The molecular mechanisms by which SA blockade leads to these changes in the tumor microenvironment remains undetermined. However, there is growing evidence that blocking SA interactions of tumor cells with immune modulatory Siglecs of immune cells hampers the formation of an immunosuppressive tumor microenvironment [37,38,39,40]. Recently, Rodriguez et al. revealed that enhanced α2,3-sialylation of PDA cells is sensed by Siglec-7 and Siglec-9 and promotes the differentiation of monocytes into macrophages with an immune-suppressive phenotype [18]. Siglec-7 and Siglec-9 can bind to sialic acids on both O- and N-glycans, such as sialyl-T or sLe^x generated by the activity of two enzymes, ST3Gal1 and ST3Gal4, which are upregulated in PDA patients [18,41]. Perdicchio et al. described that the B16 melanoma tumors with low SA content grew slower in vivo than the corresponding hypersialylated tumors and altered the Treg/Teffector balance, thereby favoring immunological tumor control dependent on an increased influx and activity of NK cells [42].

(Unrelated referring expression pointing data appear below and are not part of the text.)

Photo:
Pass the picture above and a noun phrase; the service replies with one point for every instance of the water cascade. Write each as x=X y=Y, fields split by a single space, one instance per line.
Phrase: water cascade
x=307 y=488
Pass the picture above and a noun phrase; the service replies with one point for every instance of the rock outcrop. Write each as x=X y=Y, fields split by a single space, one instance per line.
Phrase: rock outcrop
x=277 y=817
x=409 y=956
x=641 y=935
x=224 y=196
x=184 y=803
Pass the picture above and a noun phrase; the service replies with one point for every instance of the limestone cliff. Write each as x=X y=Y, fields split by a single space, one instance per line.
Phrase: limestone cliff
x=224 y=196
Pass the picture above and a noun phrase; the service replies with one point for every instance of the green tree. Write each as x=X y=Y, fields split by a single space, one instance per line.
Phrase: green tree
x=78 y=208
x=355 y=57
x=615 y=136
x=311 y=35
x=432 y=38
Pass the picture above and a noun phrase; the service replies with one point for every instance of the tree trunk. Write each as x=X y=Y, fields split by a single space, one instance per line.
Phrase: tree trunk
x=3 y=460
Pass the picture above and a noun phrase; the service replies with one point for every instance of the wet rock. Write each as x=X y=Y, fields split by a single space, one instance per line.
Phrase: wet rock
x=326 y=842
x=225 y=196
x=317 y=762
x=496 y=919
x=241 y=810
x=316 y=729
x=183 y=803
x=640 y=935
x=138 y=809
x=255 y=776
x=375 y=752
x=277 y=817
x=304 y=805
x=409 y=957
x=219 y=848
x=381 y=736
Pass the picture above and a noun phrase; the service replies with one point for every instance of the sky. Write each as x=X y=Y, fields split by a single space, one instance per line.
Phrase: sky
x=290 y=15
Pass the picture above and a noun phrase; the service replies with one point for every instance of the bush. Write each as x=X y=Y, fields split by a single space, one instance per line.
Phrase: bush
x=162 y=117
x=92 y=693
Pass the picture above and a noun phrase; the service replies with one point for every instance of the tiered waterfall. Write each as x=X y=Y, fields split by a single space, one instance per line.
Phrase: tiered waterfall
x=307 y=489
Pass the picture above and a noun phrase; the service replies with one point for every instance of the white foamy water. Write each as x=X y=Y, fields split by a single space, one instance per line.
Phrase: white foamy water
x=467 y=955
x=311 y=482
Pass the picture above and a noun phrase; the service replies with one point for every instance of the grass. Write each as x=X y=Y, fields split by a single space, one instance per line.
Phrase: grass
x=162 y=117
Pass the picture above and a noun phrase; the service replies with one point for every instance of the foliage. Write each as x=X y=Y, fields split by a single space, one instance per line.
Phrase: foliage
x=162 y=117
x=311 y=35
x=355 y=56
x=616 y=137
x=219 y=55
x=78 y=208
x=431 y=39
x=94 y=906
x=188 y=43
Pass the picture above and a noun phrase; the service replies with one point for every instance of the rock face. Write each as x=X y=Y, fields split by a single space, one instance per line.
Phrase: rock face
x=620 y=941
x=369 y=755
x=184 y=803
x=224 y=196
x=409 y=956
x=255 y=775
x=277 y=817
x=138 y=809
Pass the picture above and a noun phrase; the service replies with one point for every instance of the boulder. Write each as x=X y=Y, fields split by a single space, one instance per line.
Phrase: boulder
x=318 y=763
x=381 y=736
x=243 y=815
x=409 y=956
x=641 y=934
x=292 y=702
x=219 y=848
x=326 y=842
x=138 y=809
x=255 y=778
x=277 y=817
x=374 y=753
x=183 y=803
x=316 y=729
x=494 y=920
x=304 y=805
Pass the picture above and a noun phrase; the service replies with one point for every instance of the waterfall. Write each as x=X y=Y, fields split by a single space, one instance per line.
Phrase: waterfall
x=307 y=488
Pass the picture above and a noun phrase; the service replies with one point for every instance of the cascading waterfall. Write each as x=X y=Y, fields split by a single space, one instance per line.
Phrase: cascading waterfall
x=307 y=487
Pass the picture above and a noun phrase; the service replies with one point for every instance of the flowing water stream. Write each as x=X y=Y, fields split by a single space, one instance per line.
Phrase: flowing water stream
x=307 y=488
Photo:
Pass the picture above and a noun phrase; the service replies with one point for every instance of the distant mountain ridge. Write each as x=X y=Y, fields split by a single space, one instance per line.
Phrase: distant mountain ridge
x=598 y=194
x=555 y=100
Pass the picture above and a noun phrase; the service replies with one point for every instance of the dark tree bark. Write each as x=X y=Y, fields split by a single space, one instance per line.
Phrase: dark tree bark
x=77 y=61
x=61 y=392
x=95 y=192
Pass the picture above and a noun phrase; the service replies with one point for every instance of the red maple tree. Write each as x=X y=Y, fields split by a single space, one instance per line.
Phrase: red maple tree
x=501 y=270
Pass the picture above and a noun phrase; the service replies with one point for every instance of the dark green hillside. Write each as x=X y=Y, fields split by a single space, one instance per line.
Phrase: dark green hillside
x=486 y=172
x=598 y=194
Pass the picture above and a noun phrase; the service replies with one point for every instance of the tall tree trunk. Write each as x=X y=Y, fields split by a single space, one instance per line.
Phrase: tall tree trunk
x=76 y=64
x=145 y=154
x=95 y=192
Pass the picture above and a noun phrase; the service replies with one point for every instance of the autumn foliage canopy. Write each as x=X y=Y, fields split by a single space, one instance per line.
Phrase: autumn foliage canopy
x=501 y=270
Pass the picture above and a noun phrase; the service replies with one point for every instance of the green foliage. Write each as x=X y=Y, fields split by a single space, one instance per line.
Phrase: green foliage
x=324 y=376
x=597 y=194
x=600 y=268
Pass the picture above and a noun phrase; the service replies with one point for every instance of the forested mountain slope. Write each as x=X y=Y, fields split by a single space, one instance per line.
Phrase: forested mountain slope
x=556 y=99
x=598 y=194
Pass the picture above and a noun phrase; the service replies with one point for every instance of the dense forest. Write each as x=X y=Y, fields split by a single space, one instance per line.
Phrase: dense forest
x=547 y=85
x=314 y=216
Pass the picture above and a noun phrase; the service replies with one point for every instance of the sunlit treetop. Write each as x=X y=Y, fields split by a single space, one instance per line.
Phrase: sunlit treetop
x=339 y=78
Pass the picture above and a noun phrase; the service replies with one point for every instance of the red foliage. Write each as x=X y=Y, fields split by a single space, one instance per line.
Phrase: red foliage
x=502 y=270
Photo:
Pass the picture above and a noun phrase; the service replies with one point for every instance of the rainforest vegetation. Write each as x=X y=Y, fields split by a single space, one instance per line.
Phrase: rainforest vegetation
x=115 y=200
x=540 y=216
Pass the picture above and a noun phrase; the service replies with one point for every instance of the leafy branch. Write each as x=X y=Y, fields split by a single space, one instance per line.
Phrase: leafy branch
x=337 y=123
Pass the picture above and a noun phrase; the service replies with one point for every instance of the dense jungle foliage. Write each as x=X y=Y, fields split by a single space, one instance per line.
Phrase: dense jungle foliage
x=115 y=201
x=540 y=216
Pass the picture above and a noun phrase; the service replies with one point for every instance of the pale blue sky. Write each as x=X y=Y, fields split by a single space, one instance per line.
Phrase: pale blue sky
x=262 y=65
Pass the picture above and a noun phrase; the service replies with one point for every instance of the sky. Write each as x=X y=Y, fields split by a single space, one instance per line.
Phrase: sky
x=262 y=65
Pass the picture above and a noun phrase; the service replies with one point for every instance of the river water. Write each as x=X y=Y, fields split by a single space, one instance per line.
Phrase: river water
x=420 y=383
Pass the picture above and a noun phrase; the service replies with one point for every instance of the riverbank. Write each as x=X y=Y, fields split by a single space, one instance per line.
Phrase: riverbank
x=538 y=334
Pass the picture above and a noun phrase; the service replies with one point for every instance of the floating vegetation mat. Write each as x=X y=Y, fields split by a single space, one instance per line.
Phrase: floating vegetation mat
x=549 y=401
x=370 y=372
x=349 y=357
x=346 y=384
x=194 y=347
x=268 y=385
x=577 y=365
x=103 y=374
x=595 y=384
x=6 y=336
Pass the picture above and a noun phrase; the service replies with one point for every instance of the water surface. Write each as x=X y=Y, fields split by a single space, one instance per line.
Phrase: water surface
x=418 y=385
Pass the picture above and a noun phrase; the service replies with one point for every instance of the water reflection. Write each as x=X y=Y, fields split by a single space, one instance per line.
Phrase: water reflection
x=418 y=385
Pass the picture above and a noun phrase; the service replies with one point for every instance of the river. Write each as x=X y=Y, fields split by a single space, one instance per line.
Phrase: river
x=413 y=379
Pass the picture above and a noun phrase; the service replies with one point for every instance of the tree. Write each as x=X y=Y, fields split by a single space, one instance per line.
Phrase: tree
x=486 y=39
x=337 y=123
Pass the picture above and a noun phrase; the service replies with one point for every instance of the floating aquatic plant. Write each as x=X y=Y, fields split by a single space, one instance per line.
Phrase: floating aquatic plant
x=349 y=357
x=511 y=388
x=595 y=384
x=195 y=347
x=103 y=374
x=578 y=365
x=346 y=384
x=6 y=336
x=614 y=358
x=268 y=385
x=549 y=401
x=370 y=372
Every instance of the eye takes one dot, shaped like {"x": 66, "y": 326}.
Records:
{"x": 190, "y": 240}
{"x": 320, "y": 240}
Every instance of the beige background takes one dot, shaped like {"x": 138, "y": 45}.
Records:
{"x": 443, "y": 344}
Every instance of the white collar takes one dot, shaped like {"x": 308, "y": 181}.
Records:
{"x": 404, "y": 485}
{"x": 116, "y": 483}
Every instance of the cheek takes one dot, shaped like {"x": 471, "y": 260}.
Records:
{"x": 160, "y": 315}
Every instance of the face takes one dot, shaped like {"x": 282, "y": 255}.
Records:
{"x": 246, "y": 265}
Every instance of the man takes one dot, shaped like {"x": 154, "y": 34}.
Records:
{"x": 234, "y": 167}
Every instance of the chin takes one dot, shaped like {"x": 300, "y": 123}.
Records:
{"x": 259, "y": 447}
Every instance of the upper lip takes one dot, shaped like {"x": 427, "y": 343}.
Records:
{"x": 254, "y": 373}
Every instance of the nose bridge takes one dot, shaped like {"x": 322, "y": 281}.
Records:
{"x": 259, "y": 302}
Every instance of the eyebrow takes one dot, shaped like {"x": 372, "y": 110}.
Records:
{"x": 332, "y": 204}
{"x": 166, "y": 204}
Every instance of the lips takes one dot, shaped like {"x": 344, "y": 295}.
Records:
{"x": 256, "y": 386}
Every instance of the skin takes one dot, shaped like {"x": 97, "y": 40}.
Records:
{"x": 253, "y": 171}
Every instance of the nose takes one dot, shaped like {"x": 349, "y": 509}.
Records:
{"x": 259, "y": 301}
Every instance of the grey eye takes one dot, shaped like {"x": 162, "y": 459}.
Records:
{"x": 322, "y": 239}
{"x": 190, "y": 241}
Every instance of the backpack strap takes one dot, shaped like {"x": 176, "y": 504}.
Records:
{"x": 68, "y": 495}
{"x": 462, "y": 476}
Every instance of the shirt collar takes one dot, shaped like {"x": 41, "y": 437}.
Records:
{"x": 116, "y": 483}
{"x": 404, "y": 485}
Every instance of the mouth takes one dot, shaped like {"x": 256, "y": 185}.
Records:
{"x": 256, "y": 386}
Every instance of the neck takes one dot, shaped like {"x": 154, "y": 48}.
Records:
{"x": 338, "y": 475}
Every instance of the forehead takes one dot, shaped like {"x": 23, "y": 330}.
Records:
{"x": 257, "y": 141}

The sialic acid blockade has an extensive effect on tumor cells and the tumor microenvironment. It has been postulated that the increased cell death and growth inhibition in melanoma tumors after Ac₅3F_axNeu5Ac treatment can result from the higher number and activation status of cytotoxic T cells [12], which could partially explain the observed reduction in tumor growth of the 10 mg/kg treated group. Büll et al. observed increased clustering between desialylated melanoma cells and CD8⁺ T cells with a transgenic T-cell receptor compared to control cells [12], suggesting that the SA blockade facilitates tumor cell–T cell interactions. All these findings, in accordance with our results, support the idea that the SA blockade potentiates the killing of tumor cells by cytotoxic T-cells.

5. Conclusions

To our knowledge, this work is the first that reports the effect of the ST inhibitor Ac₅3F_axNeu5Ac in PDA cells and animal models. We have shown that the reduction of PDA cell sialylation can revert the invasive phenotype, and reduce tumor growth and the immunosuppressive microenvironment in vivo. Further studies are warranted to understand the underlying mechanisms, but the data presented in this work might pave the way for using these metabolic inhibitors to evaluate the role of sialylated glycans in tumor progression and for their possible therapeutic application.